Bu nedenle, meclisle mukayyet bir anayasa yapım süreci olmaması adına sivil toplum ve entelektüellerin de katılacağı toplantılarla, talep ve beklentiler üzerinden bir tartışma ortamı yaratılmalıdır. Her ne kadar anayasa yapım süreçleri teknik ve hukuki bir çerçeve üzerinden ilerlese de yeni anayasanın ne tür siyasal ve sosyal haklar kazandıracağı konusunun rafine biçimde izahı da bu anlamda önemli olacaktır. Yani toplumsal algıda, yeni anayasanın ne tür kazanımlar üreteceği üzerine sağlıklı bir iletişim stratejisinin benimsenmesi gerekmektedir.

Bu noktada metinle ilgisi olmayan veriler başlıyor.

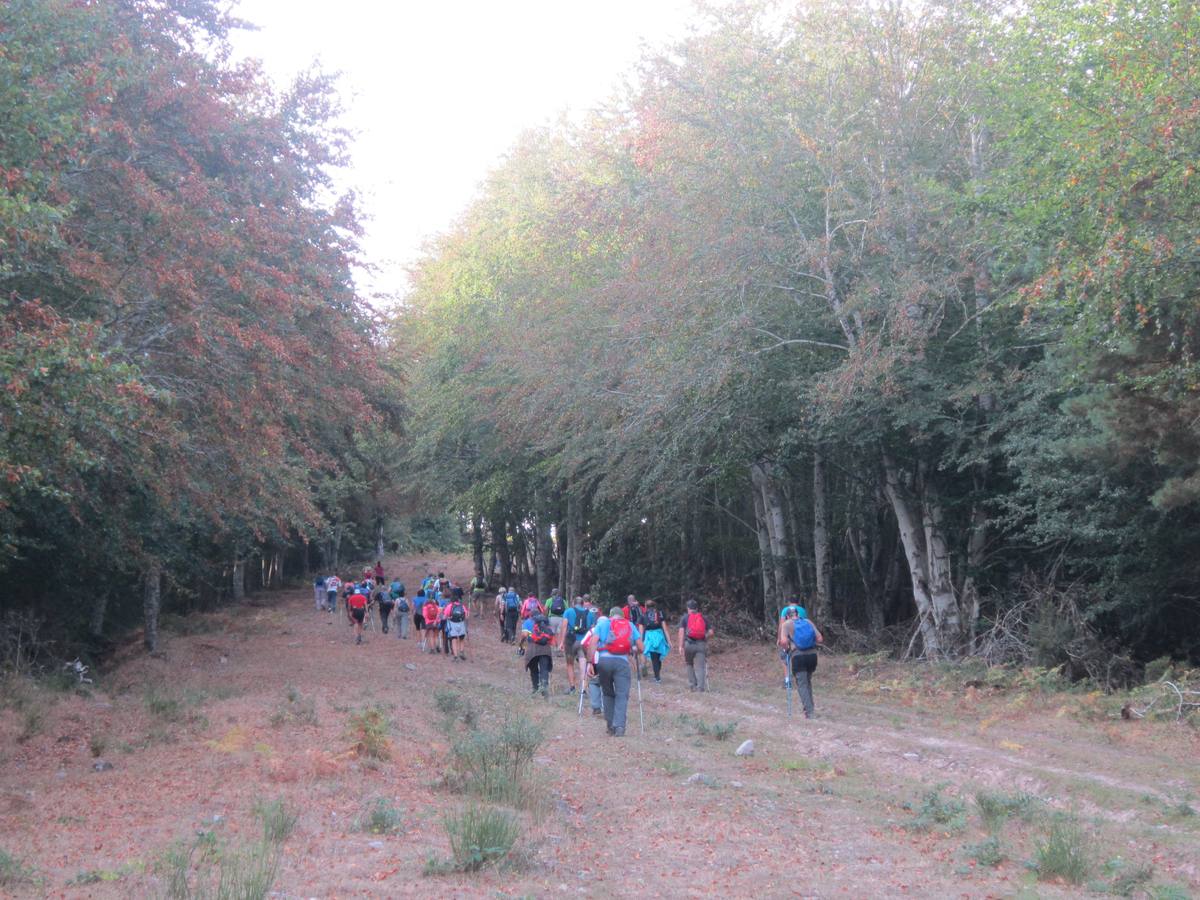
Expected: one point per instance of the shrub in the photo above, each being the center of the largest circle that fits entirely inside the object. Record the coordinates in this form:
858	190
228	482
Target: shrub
1063	853
995	809
279	820
495	765
937	813
295	708
370	729
481	837
379	817
13	871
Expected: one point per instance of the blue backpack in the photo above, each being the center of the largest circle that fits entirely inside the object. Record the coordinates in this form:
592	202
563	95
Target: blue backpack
804	636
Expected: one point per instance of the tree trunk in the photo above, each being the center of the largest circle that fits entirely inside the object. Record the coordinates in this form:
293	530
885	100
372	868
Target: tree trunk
822	600
501	544
771	604
918	516
96	621
151	601
477	545
238	582
544	550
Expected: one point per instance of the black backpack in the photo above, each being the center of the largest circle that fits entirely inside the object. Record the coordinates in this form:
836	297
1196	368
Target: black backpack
581	622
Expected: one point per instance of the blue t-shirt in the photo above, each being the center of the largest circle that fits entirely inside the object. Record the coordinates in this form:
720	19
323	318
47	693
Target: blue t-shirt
573	615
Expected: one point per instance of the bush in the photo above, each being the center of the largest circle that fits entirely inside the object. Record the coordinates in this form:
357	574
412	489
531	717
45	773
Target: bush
13	871
1063	853
937	813
995	809
496	765
370	729
379	817
481	837
279	820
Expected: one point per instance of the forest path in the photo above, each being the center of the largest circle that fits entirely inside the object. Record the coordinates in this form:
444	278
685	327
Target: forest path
819	810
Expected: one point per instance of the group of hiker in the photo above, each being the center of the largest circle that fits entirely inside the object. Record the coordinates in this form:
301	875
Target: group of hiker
604	654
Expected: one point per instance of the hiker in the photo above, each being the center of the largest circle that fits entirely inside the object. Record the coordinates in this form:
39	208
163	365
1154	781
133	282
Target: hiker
531	607
478	592
612	640
539	658
801	642
455	617
576	622
694	634
357	612
511	611
556	607
431	623
654	637
419	616
383	599
402	610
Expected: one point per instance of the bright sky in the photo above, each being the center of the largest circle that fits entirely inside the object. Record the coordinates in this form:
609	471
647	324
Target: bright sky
436	91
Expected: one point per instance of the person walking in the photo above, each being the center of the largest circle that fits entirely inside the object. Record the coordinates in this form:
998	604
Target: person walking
654	637
694	634
357	612
577	621
539	658
802	641
613	640
511	611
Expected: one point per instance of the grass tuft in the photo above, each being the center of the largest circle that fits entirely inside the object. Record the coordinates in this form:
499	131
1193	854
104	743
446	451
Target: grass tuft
1063	853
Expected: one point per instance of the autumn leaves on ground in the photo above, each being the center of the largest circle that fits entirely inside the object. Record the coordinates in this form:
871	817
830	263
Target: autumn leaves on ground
267	743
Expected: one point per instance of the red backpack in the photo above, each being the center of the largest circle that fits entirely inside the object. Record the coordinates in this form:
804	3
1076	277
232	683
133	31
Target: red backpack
619	643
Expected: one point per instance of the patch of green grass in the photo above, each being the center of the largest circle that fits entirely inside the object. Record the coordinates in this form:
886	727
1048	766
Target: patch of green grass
987	852
479	837
279	820
1063	853
719	731
496	765
294	708
13	871
937	814
379	817
995	809
370	729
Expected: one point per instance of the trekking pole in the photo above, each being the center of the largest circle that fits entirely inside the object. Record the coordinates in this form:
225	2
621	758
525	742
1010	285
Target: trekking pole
641	719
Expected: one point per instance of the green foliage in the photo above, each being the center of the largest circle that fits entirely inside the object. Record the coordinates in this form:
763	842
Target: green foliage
379	817
479	837
497	765
936	813
1063	852
279	820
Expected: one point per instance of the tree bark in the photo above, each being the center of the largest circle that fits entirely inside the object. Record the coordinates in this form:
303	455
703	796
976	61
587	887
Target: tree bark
477	544
821	556
151	601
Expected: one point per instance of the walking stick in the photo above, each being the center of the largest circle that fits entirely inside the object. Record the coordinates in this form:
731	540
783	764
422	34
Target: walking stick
641	720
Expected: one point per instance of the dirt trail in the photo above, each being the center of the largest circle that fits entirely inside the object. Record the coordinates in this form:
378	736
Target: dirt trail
816	811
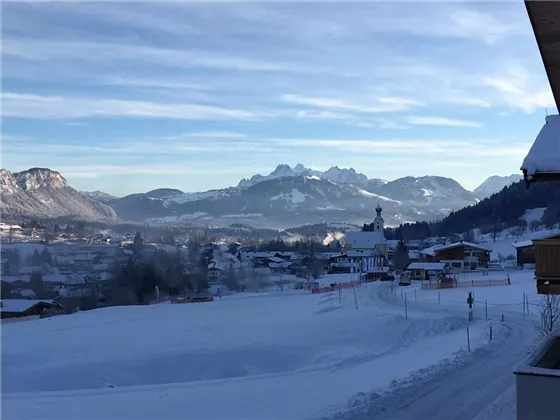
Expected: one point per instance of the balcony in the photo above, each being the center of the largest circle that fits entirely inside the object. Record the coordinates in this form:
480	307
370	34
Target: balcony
547	268
537	381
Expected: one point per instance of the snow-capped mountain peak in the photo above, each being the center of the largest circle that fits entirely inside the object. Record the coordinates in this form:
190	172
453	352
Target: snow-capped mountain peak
36	178
300	169
335	174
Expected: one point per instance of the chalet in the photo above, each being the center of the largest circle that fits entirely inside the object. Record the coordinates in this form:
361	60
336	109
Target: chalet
426	270
15	308
547	264
277	264
461	256
526	255
217	273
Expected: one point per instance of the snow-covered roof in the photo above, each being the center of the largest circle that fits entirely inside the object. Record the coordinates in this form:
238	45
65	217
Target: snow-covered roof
21	305
522	244
462	243
431	251
29	269
360	253
361	239
544	155
414	254
426	266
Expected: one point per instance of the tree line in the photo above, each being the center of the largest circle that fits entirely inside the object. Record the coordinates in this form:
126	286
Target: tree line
491	215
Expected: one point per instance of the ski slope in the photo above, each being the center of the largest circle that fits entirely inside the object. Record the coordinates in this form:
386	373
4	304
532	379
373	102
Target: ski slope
272	355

Tüm teknik ve siyasi tartışmalardan bağımsız biçimde, AK Parti’nin yeni anayasa yapımı sürecindeki en önemli sorunu bu talebi bir sosyal gerçekliğe dönüştürebilmek.
Yani, sosyal gerçeklik ile siyasi gerçekliğimizin örtüşmediğini iddia edenlere cevap olarak yeni anayasa konusunu bir toplumsal talebe dönüştürebilmek ve toplumun ihtiyacı olarak ortaya koyabilmek. Tabi bu noktada, AK Parti’nin 2010 ya da 2017’de yapılan değişikliklerdeki kadar güçlü olmadığı ve buna ek olarak söylem üstünlüğü noktasında çeşitli zafiyetler yaşadığı gerçeğini de hatırda tutmak gerekecektir.